Query duration of many sound files in a loop

Tim-Philipp Müller t.i.m at zen.co.uk
Mon Aug 19 15:23:38 PDT 2013


On Mon, 2013-08-19 at 22:25 +0300, Jiergir Ogoerg wrote:

> I gave up on the bus solution since it only over-complicates things
> and I can achieve the same thing with get_state() which apparently
> blocks if the previous set_state() returned an async result.

True, that should work as well.

Btw, you can also use the GstDiscoverer API from GstPbutils in
gst-plugins-base to figure out metadata of files.


> This is the best I came up with, but it still randomly displays wrong
> duration about a few (mp3) files and I don't know why.

Likely because files have a variable bitrate (VBR). Often files are
silent or slow at the beginning (low bitrate) and get more involved
later (higher bitrate). If the parser estimates the duration only based
on the first few frames, you will get a wrong estimate.


> //EXTRA PREPARATION START
> 
>         state = gst_element_set_state(ref, GST_STATE_PLAYING);

If you don't want to play, PAUSED should be sufficient.

>         if (state != GST_STATE_CHANGE_ASYNC) {
>             MTL_WARN("Not a GST_STATE_CHANGE_ASYNC");
>             break;
>         }
>         
>         // wait for set_state to finish
>         state = gst_element_get_state(ref, &ret1, &ret2,
> GST_CLOCK_TIME_NONE);
>         if (state != GST_STATE_CHANGE_SUCCESS) {
>             MTL_WARN("get_state() failed");
>             break;
>         }
>         
>         state = gst_element_set_state(ref, GST_STATE_PAUSED);

Might just as well set it to PAUSED from the beginning then and only
wait for that.

>         // wait for set_state to finish
>         if (state == GST_STATE_CHANGE_ASYNC) {
>             state = gst_element_get_state(ref, &ret1, &ret2,
> GST_CLOCK_TIME_NONE);
>             if (state != GST_STATE_CHANGE_SUCCESS) {
>                 MTL_WARN("get_state() failed");
>                 break;
>             }
>         }
> //EXTRA PREPARATION END
>         gst_element_query_duration(ref, GST_FORMAT_TIME, &duration);
>         file->duration_set(duration);
>         song_tree->AddSong(file);
>     }
> 
> //SOURCE CODE END
> 
> 
> What frustrates me is that apparently I have to know about these
> "extra preparation" steps for such a simple task as querying for
> duration

Well, you're using the lowest-level API available, in that case you have
to understand some low-level details of how things work. We generally
try to avoid blocking operations in the application thread, which is
often a GUI thread, that's why things work like they work. However, I
would have expected the gst_element_query_duration() API docs to at
least mention these things (I'm sure I've fixed that up before
somewhere).

> , worse yet,
> if you don't do them gstreamer reports arbitrary durations.

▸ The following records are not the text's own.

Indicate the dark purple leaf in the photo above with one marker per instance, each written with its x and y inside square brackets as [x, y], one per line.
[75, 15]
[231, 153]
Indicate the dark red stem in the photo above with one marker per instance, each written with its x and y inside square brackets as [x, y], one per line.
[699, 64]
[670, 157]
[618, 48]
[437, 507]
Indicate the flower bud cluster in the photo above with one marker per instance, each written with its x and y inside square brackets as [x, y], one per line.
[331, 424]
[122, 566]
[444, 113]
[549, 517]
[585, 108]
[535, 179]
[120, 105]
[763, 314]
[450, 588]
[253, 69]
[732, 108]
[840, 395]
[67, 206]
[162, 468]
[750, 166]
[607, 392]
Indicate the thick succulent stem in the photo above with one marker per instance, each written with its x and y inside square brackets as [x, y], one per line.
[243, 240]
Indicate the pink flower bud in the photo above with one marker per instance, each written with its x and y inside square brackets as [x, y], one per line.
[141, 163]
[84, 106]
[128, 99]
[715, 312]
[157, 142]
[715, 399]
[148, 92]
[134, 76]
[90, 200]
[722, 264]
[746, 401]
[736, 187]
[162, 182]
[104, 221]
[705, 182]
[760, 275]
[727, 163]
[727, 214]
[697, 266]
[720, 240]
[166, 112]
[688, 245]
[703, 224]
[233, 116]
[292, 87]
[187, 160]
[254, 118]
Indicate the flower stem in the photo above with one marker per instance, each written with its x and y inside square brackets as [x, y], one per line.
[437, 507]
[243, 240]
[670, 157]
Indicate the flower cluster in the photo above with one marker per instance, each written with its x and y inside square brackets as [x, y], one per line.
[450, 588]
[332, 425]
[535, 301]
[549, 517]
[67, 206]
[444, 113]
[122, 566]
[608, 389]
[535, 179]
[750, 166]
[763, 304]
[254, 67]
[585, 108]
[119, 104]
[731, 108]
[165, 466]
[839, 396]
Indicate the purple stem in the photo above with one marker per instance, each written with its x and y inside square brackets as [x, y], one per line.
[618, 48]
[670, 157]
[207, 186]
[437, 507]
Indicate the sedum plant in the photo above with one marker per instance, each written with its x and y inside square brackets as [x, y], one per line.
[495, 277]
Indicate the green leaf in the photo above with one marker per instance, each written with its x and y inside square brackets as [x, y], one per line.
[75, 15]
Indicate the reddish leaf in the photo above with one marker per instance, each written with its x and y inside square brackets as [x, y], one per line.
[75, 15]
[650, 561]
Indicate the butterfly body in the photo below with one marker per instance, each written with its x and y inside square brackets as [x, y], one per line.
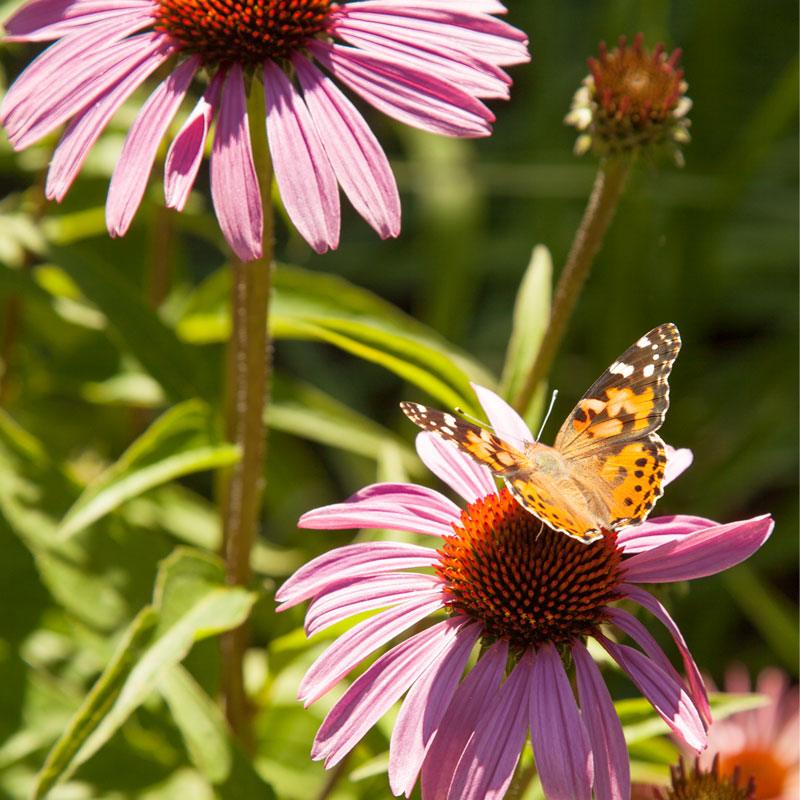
[606, 467]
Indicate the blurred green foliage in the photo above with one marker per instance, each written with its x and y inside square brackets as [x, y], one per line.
[103, 337]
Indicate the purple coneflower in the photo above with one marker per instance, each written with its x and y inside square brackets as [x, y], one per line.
[427, 63]
[531, 597]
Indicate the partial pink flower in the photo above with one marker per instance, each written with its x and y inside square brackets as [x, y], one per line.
[531, 597]
[427, 63]
[764, 743]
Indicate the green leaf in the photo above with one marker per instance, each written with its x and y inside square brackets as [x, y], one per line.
[208, 741]
[189, 605]
[303, 410]
[180, 442]
[315, 306]
[177, 367]
[640, 720]
[771, 613]
[531, 318]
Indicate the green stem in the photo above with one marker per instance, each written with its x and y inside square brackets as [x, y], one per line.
[606, 193]
[249, 367]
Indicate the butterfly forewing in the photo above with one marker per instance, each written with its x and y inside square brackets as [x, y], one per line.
[628, 401]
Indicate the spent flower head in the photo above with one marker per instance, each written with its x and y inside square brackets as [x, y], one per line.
[531, 598]
[427, 63]
[632, 101]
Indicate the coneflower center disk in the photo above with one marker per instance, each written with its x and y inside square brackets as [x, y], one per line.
[247, 32]
[523, 581]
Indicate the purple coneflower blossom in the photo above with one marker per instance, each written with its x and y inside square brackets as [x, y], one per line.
[427, 63]
[531, 597]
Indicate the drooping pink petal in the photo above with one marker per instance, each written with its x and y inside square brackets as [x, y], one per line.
[402, 507]
[479, 78]
[45, 20]
[366, 594]
[507, 424]
[422, 711]
[491, 755]
[667, 696]
[40, 75]
[374, 692]
[234, 184]
[302, 169]
[357, 158]
[50, 104]
[411, 496]
[477, 34]
[678, 461]
[636, 630]
[132, 171]
[471, 703]
[352, 561]
[185, 154]
[84, 130]
[351, 648]
[660, 530]
[558, 735]
[409, 95]
[612, 773]
[703, 553]
[696, 683]
[458, 471]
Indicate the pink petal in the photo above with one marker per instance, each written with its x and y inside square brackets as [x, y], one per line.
[44, 20]
[703, 553]
[666, 695]
[54, 100]
[84, 130]
[658, 531]
[477, 77]
[471, 703]
[422, 711]
[352, 647]
[505, 421]
[612, 774]
[696, 684]
[67, 56]
[132, 171]
[558, 734]
[491, 755]
[302, 168]
[354, 561]
[374, 692]
[357, 158]
[678, 461]
[476, 34]
[234, 184]
[407, 94]
[458, 471]
[185, 154]
[413, 497]
[402, 507]
[366, 594]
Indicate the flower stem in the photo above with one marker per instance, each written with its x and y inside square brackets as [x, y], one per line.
[606, 193]
[248, 372]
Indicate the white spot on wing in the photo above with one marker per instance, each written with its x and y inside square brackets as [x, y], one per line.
[618, 368]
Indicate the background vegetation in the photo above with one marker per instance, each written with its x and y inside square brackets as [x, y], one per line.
[103, 337]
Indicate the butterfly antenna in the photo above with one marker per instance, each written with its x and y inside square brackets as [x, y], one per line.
[547, 415]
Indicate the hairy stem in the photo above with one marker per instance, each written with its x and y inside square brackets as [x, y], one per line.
[606, 193]
[248, 372]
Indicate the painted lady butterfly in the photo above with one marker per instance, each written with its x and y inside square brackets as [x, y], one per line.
[606, 467]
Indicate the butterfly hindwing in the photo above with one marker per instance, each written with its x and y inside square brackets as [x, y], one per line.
[628, 401]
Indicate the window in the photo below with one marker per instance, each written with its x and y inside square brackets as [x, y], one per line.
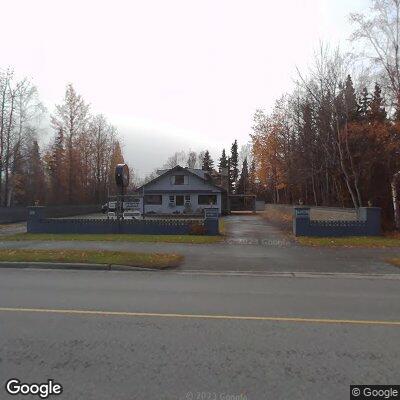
[154, 199]
[179, 179]
[207, 199]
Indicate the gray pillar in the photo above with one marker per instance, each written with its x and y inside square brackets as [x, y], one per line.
[35, 215]
[301, 221]
[211, 221]
[372, 216]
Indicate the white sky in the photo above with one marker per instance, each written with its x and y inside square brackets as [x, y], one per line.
[170, 74]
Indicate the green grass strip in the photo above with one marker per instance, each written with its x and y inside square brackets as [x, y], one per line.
[148, 260]
[192, 239]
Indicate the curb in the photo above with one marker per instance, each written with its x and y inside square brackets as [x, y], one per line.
[72, 266]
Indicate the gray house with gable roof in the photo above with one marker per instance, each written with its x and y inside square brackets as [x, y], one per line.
[180, 190]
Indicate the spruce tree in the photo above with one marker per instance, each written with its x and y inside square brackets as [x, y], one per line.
[243, 183]
[234, 160]
[352, 108]
[377, 110]
[208, 163]
[223, 161]
[365, 101]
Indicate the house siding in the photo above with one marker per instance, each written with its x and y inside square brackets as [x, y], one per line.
[193, 187]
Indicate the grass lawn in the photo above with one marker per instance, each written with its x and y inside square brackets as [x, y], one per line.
[152, 260]
[193, 239]
[389, 240]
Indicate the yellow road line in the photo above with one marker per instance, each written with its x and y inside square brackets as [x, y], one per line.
[200, 316]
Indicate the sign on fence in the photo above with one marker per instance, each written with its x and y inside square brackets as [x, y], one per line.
[302, 212]
[211, 213]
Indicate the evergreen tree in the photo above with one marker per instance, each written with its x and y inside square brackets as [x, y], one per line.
[352, 108]
[365, 101]
[244, 182]
[208, 163]
[55, 165]
[377, 110]
[252, 177]
[35, 184]
[234, 160]
[191, 161]
[223, 161]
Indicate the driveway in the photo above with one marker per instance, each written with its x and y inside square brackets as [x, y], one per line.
[252, 229]
[252, 245]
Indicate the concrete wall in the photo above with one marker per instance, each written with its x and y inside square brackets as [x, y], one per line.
[17, 214]
[38, 223]
[367, 224]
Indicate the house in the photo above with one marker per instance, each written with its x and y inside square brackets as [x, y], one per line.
[179, 190]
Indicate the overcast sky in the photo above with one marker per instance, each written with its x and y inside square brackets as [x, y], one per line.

I don't think that's true. If you of course fail to initialise the
duration variable, then do a duration query, and then ignore the return
value of that which indicates whether the query succeeded or not, then
you may end up with random values in the duration variable, yes. (I
don't know if that's what's happening in your case, just saying.)

The issue with unreliable estimates in case of some VBR files is always
a problem and not really related to these "preparation steps" or not. If
you don't do these "preparation steps", it's potluck if the streaming
threads have already done their bit by the time the duration query
executes or not.


> As one can see I set two states: to "playing", then to "paused"
> because if "playing" is skipped I get even more arbitrary duration
> results.

This is just a slightly convoluted way to wait a bit longer and let the
streaming thread process some more data.

> can't the API be more intuitive?

You may find the GstDiscoverer API more intuitive.